Known as the fifth taste, umami is distinct from the four other tastes of sweet, salty, sour and bitter. Made with Japanese Hikari miso, shitake mushrooms, soy sauce, matcha green tea, yuzu, and ginger, just a squeeze will boost and add robust flavours to your stir-fries and a wide array of dishes. Best described as a flavour bomb, this transformational paste is super savory deliciousness in a tube. One squeeze is enough to make non-cooks good, good cooks great and great cooks extraordinary.
Laura Santtini created this Far Eastern umami recipe with her friend and mentor Nobu Matsuhisa, whose Nobu restaurants pay homage to flavor in a most exciting and fresh way. With one squeeze of this golden tube you will be able to recreate those exciting flavors in your own kitchen.
How Do I Use It?
This is a deliciously extraordinary flavor booster for any savoury dish. Especially good with Far Eastern-style dishes, and achieving umami in vegetarian dishes which can otherwise prove a challenging feat!

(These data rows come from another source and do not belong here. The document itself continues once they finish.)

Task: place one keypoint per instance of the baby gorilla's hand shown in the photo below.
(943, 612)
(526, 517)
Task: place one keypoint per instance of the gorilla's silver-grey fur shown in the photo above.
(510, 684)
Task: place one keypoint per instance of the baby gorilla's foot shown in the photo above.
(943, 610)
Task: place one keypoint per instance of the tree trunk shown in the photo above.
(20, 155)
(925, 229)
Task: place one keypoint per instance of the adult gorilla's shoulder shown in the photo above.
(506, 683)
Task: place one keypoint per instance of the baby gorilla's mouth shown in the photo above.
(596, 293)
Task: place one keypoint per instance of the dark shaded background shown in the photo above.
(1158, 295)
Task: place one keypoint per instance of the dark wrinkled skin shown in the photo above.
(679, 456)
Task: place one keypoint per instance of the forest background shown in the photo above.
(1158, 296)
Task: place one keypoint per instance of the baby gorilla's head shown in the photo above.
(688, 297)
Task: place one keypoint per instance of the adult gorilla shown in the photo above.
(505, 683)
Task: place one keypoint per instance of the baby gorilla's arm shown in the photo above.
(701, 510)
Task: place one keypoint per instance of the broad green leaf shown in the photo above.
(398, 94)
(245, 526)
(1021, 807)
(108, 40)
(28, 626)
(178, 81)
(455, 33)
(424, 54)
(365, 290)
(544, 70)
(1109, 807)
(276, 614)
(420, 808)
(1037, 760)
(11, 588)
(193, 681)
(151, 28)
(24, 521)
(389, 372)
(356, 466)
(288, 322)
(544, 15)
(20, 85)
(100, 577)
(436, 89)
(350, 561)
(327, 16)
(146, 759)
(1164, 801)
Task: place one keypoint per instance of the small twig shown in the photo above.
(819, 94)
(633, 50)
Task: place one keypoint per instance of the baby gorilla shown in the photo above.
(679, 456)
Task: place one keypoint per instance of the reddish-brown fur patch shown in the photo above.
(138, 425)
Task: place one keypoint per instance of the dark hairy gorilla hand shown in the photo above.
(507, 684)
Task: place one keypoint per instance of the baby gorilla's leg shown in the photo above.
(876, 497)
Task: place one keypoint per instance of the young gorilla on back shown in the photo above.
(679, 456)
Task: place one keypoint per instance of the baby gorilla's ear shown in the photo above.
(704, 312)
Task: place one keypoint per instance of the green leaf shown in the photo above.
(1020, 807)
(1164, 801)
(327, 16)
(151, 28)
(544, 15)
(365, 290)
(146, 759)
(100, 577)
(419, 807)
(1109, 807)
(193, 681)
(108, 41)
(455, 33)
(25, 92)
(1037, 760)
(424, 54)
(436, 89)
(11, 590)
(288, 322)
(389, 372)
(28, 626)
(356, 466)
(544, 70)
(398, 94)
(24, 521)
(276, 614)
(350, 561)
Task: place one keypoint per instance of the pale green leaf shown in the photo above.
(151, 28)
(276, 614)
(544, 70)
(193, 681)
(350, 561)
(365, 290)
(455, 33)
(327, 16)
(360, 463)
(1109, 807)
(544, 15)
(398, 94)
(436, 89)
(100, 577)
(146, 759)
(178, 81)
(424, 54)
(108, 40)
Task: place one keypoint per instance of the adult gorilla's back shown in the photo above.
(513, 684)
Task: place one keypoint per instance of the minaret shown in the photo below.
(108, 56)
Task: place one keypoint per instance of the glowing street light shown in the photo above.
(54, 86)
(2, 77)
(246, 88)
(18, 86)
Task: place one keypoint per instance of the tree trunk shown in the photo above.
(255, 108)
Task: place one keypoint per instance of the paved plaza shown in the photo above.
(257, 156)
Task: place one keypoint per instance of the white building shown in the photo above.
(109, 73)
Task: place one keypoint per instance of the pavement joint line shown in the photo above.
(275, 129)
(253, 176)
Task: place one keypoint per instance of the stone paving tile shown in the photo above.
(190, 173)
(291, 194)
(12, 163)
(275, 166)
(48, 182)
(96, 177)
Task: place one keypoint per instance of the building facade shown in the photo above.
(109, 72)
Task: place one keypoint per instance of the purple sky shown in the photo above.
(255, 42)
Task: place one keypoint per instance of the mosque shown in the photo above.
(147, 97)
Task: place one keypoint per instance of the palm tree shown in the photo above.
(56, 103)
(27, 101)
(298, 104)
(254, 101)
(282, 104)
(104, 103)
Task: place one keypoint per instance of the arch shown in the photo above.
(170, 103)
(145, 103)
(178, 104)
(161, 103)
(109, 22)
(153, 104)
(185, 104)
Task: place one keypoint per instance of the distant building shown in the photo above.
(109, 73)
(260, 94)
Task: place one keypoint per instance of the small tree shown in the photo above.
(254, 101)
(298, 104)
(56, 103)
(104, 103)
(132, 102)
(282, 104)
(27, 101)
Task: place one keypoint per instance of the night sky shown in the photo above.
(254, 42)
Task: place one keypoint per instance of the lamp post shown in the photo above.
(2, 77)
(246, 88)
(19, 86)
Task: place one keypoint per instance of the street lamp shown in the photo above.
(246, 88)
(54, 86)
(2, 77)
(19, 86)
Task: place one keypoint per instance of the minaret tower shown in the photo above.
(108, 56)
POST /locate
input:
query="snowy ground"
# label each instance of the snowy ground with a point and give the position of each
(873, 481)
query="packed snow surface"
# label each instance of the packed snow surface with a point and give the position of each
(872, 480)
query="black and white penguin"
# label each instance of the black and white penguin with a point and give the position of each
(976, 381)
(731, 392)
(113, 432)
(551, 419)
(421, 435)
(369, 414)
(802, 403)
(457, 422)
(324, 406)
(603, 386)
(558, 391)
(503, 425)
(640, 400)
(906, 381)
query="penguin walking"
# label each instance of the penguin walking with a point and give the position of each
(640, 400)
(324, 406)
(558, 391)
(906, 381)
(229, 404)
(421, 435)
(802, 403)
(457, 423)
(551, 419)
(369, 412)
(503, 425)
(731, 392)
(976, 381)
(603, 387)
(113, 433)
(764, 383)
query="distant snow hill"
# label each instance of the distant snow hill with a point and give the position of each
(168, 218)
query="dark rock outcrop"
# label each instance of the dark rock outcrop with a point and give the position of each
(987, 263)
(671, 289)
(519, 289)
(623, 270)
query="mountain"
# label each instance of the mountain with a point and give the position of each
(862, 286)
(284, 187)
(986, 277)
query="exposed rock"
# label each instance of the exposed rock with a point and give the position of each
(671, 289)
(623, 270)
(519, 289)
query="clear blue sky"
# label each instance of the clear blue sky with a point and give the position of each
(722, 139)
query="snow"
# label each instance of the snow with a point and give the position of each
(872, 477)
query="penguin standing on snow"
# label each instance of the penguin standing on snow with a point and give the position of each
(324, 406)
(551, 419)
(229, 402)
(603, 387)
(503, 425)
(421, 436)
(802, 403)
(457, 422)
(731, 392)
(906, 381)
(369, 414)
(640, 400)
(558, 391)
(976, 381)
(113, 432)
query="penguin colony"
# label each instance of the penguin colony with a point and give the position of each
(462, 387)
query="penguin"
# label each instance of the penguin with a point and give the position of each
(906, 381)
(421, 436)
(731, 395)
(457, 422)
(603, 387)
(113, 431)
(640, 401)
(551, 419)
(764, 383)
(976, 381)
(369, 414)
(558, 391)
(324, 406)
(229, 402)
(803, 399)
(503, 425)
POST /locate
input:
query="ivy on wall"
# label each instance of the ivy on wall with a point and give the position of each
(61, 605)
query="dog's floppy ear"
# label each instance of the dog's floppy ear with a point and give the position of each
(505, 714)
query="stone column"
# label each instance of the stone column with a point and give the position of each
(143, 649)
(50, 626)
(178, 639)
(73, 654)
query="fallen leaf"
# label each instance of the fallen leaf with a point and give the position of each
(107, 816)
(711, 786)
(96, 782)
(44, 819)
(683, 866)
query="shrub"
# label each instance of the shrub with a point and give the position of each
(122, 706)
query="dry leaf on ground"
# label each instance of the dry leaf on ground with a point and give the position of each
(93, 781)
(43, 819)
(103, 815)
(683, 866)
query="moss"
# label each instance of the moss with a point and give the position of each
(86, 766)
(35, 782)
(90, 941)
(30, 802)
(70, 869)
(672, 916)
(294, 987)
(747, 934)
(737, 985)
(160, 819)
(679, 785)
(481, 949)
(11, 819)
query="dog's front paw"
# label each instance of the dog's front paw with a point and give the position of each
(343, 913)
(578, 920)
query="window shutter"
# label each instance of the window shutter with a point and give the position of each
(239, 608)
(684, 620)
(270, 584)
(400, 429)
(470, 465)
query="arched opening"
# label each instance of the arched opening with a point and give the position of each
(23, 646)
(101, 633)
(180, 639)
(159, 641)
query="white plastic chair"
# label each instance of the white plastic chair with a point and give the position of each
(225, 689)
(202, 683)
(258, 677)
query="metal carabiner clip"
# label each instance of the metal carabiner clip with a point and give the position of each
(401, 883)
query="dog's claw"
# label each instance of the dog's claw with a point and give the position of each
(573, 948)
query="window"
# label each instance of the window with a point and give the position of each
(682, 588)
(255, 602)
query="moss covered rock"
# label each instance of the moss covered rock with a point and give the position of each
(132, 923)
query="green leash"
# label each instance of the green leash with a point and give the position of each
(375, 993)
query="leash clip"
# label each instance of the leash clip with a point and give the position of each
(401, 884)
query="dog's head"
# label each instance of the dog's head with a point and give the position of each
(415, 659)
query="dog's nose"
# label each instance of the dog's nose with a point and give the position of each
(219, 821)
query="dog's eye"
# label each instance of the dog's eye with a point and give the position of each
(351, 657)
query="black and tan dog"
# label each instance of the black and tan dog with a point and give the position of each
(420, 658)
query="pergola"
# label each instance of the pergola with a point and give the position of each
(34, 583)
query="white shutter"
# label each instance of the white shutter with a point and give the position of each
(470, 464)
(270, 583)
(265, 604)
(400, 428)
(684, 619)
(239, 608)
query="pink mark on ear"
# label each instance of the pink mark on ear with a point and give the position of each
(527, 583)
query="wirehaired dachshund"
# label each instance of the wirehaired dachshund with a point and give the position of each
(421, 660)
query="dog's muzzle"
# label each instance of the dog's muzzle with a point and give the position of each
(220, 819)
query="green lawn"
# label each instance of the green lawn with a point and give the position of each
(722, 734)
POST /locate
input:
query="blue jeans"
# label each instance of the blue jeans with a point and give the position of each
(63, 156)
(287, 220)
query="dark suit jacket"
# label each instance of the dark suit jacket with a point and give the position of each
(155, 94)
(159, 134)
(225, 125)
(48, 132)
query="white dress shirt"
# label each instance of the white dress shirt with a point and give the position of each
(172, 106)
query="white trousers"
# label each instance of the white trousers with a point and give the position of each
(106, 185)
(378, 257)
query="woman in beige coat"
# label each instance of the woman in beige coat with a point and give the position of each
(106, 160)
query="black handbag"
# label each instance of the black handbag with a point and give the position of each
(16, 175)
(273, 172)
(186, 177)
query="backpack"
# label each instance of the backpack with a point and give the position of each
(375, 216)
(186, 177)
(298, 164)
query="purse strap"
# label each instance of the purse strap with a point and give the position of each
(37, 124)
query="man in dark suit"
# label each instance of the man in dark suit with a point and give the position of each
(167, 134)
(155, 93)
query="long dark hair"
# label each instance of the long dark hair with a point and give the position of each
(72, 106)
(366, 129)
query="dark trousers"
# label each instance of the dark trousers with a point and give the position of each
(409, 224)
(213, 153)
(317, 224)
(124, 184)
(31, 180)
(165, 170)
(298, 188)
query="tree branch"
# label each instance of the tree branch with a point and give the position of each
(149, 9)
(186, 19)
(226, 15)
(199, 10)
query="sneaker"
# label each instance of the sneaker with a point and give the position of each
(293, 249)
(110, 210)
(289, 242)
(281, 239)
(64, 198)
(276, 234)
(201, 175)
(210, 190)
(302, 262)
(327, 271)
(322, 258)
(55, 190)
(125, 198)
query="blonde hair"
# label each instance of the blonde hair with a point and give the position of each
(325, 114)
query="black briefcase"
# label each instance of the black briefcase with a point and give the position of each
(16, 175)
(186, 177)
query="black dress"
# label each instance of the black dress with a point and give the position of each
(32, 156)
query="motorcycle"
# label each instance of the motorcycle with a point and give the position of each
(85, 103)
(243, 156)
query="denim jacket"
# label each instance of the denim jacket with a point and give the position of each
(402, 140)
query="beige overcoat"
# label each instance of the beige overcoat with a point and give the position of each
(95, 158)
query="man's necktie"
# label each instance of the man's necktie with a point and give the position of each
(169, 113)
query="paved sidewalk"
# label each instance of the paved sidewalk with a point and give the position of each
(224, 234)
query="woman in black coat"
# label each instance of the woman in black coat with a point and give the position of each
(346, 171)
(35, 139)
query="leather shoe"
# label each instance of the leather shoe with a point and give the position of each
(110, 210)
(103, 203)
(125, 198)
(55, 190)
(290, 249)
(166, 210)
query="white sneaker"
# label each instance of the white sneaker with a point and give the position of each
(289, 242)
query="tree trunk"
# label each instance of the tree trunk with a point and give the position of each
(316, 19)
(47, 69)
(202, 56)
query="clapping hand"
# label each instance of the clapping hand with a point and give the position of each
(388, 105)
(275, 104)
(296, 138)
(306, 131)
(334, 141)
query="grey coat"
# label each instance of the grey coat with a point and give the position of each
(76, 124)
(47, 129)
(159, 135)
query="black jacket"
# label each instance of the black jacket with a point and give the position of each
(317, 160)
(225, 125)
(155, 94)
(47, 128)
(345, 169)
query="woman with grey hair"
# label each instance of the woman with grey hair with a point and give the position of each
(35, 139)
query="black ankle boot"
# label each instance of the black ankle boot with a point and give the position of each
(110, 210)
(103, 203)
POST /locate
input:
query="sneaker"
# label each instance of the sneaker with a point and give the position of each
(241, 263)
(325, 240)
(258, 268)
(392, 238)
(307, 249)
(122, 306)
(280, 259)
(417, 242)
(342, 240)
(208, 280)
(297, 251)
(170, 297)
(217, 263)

Add a squeeze to your wok when stir-frying.
Mix with olive oil and lemon juice for a fresh and vital salad dressing.
Mix with mayonnaise and a squeeze of lime for a super tasty dipping sauce.
Rub into meat or fish before cooking.
Mix with maple syrup and soy sauce for a quick and tasty marinade.
How Much Do I Use?
1-2 tablespoons in a dish for 2-4 people, or to taste when squeezing, dipping and spreading.